I assume that you want the user to upload the file from some UI. Depending on the exact way in which you build UI, you might:
Either of the two can be fairly easily solved using Spring.
Assuming that we have the following entity:
@Data
@Entity
public class User {
@Id
private String username;
private String phoneNumber;
private String address;
}
And we define a Spring Data repository for accessing the database:
public interface UserRepository extends JpaRepository<User, String> {
}
For the CSV deserialization, I would propose using Jackson. Spring Boot already comes with Jackson, but we need to add a data format extension for CSV in your pom:
<dependency>
<groupId>com.fasterxml.jackson.dataformat</groupId>
<artifactId>jackson-dataformat-csv</artifactId>
</dependency>
This way, we can create a simple utility method that knows to read a CSV for a given POJO class:
public class CsvUtils {
private static final CsvMapper mapper = new CsvMapper();
public static <T> List<T> read(Class<T> clazz, InputStream stream) throws IOException {
CsvSchema schema = mapper.schemaFor(clazz).withHeader().withColumnReordering(true);
ObjectReader reader = mapper.readerFor(clazz).with(schema);
return reader.<T>readValues(stream).readAll();
}
}
And then we create a simple Rest Controller for handling the upload(s):
@RestController
@RequiredArgsConstructor
public class UserController {
private final UserRepository repository;
@PostMapping(value = "/upload", consumes = "text/csv")

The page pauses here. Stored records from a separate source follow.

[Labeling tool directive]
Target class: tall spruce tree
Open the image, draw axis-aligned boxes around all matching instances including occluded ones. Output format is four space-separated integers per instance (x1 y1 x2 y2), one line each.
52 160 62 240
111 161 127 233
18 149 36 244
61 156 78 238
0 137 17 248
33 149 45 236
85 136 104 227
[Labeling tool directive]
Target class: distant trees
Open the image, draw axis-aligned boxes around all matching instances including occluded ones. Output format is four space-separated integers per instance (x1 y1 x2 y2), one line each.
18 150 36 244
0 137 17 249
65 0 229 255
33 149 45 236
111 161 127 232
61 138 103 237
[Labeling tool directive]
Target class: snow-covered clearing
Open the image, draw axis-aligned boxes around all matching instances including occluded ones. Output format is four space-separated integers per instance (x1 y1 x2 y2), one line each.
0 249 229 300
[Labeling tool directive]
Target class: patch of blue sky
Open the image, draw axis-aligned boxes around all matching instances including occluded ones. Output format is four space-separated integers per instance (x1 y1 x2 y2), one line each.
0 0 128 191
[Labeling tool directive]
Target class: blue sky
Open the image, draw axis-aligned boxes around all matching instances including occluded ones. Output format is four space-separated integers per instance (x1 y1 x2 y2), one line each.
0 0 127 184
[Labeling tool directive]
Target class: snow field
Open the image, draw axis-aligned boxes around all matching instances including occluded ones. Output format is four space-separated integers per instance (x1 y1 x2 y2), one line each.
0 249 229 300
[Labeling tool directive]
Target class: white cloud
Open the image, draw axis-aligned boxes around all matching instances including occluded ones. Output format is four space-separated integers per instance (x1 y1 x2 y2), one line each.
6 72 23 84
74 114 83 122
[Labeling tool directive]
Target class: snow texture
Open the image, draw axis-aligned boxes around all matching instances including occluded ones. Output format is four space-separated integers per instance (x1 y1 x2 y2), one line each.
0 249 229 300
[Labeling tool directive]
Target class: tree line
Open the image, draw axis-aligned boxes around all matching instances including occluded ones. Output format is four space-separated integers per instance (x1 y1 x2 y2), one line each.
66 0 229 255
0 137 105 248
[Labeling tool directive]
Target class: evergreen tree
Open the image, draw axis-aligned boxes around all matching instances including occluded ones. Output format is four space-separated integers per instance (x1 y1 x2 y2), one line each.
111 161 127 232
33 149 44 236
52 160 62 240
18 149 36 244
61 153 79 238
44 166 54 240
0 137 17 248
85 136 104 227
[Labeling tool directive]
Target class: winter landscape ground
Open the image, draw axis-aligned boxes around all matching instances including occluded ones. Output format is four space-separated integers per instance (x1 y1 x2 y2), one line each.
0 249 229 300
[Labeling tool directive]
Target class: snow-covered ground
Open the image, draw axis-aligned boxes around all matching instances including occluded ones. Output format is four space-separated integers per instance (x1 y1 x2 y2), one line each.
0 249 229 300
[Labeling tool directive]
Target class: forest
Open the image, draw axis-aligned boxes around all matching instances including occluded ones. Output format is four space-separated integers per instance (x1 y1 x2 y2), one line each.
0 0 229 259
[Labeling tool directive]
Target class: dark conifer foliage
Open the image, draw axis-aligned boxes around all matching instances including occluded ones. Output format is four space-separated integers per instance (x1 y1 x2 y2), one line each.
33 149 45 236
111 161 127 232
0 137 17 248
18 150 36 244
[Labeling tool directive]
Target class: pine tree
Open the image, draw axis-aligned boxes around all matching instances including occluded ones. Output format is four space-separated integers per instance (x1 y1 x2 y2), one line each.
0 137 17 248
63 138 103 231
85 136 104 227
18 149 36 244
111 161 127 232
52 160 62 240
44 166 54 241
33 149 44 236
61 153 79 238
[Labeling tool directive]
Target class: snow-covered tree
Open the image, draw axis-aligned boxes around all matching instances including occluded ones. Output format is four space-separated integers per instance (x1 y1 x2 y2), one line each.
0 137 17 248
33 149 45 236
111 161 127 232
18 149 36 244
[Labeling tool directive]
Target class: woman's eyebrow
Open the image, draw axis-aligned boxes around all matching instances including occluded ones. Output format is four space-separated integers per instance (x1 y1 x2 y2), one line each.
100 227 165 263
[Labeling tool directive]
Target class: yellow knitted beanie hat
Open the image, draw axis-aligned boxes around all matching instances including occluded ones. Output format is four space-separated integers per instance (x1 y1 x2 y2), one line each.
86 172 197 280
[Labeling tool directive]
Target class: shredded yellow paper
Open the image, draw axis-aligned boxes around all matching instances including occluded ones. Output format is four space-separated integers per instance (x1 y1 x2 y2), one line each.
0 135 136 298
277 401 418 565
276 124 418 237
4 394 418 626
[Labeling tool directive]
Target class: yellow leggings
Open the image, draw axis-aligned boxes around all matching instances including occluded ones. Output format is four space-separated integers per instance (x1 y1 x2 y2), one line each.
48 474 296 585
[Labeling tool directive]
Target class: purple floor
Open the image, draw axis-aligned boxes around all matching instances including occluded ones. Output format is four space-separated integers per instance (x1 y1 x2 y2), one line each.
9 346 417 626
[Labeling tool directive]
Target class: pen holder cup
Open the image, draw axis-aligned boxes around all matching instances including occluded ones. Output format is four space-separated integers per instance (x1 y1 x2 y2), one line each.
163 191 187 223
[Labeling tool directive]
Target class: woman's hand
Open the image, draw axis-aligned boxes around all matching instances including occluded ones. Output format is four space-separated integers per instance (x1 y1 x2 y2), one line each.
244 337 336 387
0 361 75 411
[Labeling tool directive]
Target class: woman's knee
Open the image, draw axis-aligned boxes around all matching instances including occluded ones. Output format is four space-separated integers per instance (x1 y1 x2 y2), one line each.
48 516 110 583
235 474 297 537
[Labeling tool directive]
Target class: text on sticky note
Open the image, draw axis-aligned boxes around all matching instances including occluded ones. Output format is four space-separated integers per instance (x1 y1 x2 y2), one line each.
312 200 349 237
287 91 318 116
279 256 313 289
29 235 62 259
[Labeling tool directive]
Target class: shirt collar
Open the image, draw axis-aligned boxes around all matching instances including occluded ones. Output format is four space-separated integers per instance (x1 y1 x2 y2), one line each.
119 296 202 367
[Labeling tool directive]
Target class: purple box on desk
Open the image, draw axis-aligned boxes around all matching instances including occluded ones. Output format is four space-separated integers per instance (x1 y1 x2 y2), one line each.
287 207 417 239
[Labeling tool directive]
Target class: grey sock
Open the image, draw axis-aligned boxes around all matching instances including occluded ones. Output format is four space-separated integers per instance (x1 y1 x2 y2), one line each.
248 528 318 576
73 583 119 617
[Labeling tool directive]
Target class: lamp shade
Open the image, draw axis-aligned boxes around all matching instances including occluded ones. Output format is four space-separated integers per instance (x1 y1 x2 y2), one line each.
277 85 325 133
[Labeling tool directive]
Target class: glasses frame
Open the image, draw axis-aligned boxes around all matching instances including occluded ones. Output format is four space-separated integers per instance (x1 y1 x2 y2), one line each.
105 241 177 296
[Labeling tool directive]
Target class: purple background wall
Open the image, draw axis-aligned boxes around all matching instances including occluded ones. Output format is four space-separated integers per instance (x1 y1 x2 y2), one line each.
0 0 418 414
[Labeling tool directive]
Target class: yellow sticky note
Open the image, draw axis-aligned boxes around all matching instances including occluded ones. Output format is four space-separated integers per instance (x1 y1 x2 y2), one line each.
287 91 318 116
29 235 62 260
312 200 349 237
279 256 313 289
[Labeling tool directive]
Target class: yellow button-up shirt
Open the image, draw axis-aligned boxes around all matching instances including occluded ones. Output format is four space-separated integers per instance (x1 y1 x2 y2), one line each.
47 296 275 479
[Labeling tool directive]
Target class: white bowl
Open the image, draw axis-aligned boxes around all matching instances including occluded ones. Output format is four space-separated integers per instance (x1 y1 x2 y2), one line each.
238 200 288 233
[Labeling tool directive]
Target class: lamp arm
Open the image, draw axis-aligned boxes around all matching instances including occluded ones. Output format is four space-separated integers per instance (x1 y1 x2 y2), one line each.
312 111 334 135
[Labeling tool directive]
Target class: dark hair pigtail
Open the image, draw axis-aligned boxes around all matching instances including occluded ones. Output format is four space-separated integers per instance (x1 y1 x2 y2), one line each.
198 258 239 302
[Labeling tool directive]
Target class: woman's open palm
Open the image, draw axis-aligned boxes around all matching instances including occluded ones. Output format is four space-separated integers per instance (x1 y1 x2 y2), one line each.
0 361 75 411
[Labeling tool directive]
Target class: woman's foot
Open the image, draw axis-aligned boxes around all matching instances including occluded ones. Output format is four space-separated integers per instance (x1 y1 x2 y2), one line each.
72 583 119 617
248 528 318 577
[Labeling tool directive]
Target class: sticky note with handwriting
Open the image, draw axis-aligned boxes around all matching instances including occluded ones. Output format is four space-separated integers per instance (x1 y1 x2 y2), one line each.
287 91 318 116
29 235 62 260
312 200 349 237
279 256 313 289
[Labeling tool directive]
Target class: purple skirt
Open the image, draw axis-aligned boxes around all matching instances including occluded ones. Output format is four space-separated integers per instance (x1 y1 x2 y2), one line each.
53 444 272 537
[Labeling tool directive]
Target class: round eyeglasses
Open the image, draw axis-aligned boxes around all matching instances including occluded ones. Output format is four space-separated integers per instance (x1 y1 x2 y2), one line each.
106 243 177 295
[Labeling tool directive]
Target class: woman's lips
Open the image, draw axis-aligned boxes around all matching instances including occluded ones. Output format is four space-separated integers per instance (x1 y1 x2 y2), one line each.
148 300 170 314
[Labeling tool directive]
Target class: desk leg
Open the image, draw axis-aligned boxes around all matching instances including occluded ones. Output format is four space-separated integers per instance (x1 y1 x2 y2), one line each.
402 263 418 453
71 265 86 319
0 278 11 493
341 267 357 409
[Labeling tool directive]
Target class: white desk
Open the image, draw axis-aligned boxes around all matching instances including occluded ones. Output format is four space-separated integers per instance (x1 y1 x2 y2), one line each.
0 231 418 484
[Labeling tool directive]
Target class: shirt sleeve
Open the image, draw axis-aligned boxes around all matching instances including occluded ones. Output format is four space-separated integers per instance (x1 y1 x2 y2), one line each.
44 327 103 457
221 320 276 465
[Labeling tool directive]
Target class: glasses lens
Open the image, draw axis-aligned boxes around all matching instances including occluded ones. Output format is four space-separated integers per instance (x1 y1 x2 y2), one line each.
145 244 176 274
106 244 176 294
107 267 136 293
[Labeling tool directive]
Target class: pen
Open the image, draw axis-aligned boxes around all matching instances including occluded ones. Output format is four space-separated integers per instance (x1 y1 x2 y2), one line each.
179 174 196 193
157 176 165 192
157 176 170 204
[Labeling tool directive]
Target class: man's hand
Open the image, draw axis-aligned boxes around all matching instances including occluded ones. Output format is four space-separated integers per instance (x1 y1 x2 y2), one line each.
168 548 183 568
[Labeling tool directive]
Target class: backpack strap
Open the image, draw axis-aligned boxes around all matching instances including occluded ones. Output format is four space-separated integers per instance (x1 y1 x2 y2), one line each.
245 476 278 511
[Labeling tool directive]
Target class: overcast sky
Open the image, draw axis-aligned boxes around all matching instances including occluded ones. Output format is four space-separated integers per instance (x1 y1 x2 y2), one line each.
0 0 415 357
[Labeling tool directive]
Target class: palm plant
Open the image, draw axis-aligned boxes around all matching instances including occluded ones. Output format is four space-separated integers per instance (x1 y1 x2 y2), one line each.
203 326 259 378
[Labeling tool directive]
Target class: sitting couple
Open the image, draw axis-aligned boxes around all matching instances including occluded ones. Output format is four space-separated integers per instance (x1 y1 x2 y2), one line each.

public void uploadSimple(@RequestBody InputStream body) {
repository.saveAll(CsvUtils.read(User.class, body));
}
@PostMapping(value = "/upload", consumes = "multipart/form-data")
public void uploadMultipart(@RequestParam("file") MultipartFile file) {
repository.saveAll(CsvUtils.read(User.class, file.getInputStream()));
}
}
In case you also need some HTML for doing the upload, the following snippet is a minimal working example:
<form action="/upload" method="post" enctype="multipart/form-data">
<input type="file" name="file" id="file" />
<input type="submit" name="submit" value="Submit" />
</form>
Later edit: If you want to also validate the incoming data, first annotate your entity class attribute with javax.validation
constraints. For example:
@Data
@Entity
class User {
@Id
@Email
@NotEmpty
private String username;
@Pattern(regexp = "[0-9 ()-]{4,12}")
private String phoneNumber;
private String address;
}
Then you can chose where do perform the actual validation call:
- Service level. This is what I personally recommend in this case, as it is fairly easy to setup and would perform the validations early enough. For this you introduce a simple
@Service
class between the controller and the repository.
@Service
@Validated
@RequiredArgsConstructor
class UserService {
private final UserRepository repository;
public void saveAll(@Valid List<User> users) {
repository.saveAll(users);
}
}
You would then use this service class instead of the repository inside the controller class.
Repository level: here you don't actually need to do anything. If you annotate your entity classes with validation constraints, Hibernate would automatically call the validation in a pre-insert listener (BeanValidationEventListener).
Controller level. This is trickier to setup. Move the CSV deserialization in a custom HttpMessageConverter. You should also add this converter to the FormHttpMessageConverter (such that it can use it to deserialize a part of the multi-part request). You could then theoretically just declare the @Valid List<User>
as inputs for your controller methods and Spring would automatically call the message converter based on the mime type and then call the validator. See Add JSON message converter for multipart/form-data for an example.
Lastly you can always manually call the validation whenever you want: Manually call Spring Annotation Validation.